The future in that scene

That opening scene became the template for the rest of the book. I took the strangeness I’d developed there, when I’d allowed my brain to just run wild, and I turned it into a system. I turned it into a plot. And sure, I had to adjust and clarify a few things. But overall, that opening scene still survives.

And so does the beginning for Part Two of Spice Tea, albeit revised. That opening—with Bitteric in the subway—was entirely written in discovery mode. I had no idea what the plot of this part of the book was going to be, because with this book I took the unusual approach of outlining each part separately (years apart). And so it was that in the dim morning hours, sitting on my now-forgotten leather recliner in an empty apartment, listening to the scritch-scritch sound of my cat’s claws on the hardwood floor, I wrote the rather strange and incredibly run-on opening to Part Two.
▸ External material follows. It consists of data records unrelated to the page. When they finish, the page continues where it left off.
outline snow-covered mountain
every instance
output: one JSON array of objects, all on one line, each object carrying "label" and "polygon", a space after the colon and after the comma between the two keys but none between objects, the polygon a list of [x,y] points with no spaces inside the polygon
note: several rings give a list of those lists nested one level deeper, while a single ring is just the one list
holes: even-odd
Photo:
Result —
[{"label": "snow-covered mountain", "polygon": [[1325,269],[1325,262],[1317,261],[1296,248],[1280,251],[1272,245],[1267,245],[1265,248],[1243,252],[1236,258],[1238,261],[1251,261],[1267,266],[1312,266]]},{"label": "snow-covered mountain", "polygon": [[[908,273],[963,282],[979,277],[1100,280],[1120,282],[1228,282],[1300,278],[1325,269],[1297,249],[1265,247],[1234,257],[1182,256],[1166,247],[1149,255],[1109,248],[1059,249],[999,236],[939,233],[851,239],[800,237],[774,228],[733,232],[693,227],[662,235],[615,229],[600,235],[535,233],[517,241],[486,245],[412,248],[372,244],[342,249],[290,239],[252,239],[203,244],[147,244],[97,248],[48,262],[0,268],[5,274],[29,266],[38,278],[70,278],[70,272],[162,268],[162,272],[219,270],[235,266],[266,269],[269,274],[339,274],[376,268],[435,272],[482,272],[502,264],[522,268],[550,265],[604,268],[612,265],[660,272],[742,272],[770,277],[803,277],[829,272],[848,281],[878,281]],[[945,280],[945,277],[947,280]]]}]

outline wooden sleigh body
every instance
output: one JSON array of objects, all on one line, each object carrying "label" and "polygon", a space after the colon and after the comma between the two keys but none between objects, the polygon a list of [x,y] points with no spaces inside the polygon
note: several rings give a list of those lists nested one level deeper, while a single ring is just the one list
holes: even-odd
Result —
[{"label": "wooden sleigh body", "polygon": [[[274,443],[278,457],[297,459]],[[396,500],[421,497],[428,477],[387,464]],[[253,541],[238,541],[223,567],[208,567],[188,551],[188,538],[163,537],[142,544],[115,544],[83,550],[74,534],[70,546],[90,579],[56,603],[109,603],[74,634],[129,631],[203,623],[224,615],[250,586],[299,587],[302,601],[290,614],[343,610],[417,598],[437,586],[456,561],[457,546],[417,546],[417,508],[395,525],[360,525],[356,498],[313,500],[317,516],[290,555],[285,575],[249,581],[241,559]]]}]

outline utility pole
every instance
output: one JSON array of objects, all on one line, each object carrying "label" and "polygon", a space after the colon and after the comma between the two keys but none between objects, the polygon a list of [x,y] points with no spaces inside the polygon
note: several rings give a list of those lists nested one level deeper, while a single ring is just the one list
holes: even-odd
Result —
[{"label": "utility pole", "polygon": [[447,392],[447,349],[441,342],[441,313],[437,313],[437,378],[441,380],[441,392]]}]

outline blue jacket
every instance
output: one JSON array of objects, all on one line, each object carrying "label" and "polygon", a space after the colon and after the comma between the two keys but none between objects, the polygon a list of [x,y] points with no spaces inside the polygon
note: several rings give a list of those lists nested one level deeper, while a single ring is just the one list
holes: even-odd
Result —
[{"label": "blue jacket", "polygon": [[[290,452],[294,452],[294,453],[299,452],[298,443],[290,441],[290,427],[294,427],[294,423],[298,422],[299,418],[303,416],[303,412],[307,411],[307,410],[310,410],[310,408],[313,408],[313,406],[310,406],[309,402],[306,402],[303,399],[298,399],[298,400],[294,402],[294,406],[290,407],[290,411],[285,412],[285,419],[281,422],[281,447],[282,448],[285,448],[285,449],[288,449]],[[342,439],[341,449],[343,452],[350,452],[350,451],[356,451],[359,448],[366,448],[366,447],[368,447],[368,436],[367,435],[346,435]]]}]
And turned it into an entire plot.

That’s the power of discovery. When you let it happen, sometimes it really runs away from you. Sometimes it turns into a bomb on the subway, with your characters hopelessly behind, and all of Manhattan is about to explode, and also there’s some nonsense about a tutu and glasses and Marge, your secretary who jumped out of the twenty-seventh floor window, even though she wasn’t a wizard, and dammit, where is that spice tea?

Sometimes—maybe even most of the time—that’s exactly what you need.